Bevin made the comments during the Kentucky Association of Counties’ (KACo) annual conference on Wednesday at the Galt House Hotel in downtown Louisville. He also suggested eliminating the state’s estate and inventory taxes and allowing local governments to raise the sales tax.
Bevin said that the state needs to “stop taxing the job creators and the wealth producers.”
“Let them keep the money, redeploy it and we’ll tax it then. That’s how it gets done. Let them build things with that money. Then indeed we’ll tax it and your school districts will benefit from that,” Bevin said.
Bevin said that the changes would make Kentucky more attractive to businesses and people looking to relocate. But he said in the long-term, the changes wouldn’t bring in more money — the only way to do that, he argued, is to bring more people in.
“We need to build an environment — tax structure and otherwise — to attract the next 2 million people here so that they will stay here, live here, pay taxes here,” Bevin said. “That’s the only way we climb out of the problems we’re dealing with. We need another 2 million people.”
Kentucky's population is currently about 4.4 million.
Bevin began floating his tax proposals in 2017, but so far, the state legislature hasn’t gotten behind them. Two years ago, Bevin promised to call a special legislative session for lawmakers to come up with changes to the state’s tax code, but the move never gained support from legislators.
Kentucky has had trouble generating enough revenue to meet budget demands amid surging financial obligations from the state’s pension, Medicaid and corrections systems.
Bevin has long advocated for phasing out the state’s use of an income tax and increasing sales taxes.

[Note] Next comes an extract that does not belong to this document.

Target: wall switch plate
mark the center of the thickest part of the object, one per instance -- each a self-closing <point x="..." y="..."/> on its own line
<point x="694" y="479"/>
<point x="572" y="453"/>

He believes getting rid of personal and corporate income taxes will allow people and companies to redistribute wealth in the form of ages and expanding operations.
Jason Bailey, executive director for the progressive Kentucky Center for Economic Policy, said in a 2017 interview that Bevin’s tax philosophy would just encourage companies to keep more money.
“What most often happens is the company or the wealthy individual will just pocket that money or spend it on a luxury good or travel,” Bailey said. “What it does is undermine those core investments and building blocks of growth like education that require us to all chip in for taxes.”
Democratic Attorney General Andy Beshear, Bevin’s opponent in this year’s race for governor, has proposed expanding gambling in Kentucky—legalizing and taxing casinos, sports betting and online poker.